I do not doubt that scenarios like this appear progressive and modern to many people.  But a misfiring here and another there in our brains explains many disorders and problems that many of us cope with but it will not explain the convergence of our widespread and different cognitive systems to religious belief.  As Boyer describes it:

there is no unique domain for religion in human minds. Different cognitive systems handle representations of supernatural agents, of ritualized behaviours, of group commitment and so on, just as colour and shape are handled by different parts of the visual system. In other words, what makes a god-concept convincing is not what makes a ritual intuitively compelling or what makes a moral norm self-evident. … The evidence shows that the mind has no single belief network, but myriad distinct networks that contribute to making religious claims quite natural to many people.

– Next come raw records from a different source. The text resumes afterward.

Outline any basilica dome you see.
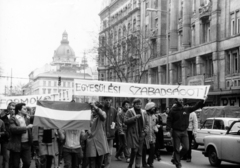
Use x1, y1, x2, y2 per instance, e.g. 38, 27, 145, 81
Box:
52, 31, 76, 64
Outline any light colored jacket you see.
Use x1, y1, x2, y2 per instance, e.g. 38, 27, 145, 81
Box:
187, 112, 198, 133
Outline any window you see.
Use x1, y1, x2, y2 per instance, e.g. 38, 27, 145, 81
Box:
202, 18, 211, 43
237, 11, 240, 34
123, 25, 127, 37
154, 0, 158, 9
189, 60, 196, 76
233, 52, 238, 73
231, 13, 235, 36
151, 39, 157, 58
191, 25, 196, 46
205, 56, 213, 78
176, 62, 182, 82
128, 23, 131, 33
178, 31, 182, 50
43, 89, 46, 94
145, 1, 149, 16
145, 25, 148, 37
225, 49, 240, 75
118, 28, 121, 40
202, 120, 213, 129
155, 18, 158, 29
213, 120, 224, 130
133, 19, 136, 31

Our dispositions do not come from one spot in the brain, but from a myriad of interconnected regions that work together – hardly the expected outcome of a few ‘misfirings’.  So perhaps the Apostle Paul’s comments are apropos when he states that “claiming to be wise they became fools”  because Boyer tells us that to snuff out our disposition to believe and instead engender disbelief (which many of us are able to do) requires that we engage in “deliberate, effortful work against our natural cognitive dispositions”.  To explain such deeply ingrained and interwoven predispositions as being simply due to ‘misfirings’ strikes me as rather foolish.

It might be wiser to conclude again with St. Paul that “God has made it plain”, especially in how we have been made.  Convoluted conjectures to explain away the simple and plain perhaps instead reveal another disposition, hearkening back to a rebellion and corruption from that initial Image, showing we are now armed with a propensity to “suppress the truth … about God” (Romans 1:18-19).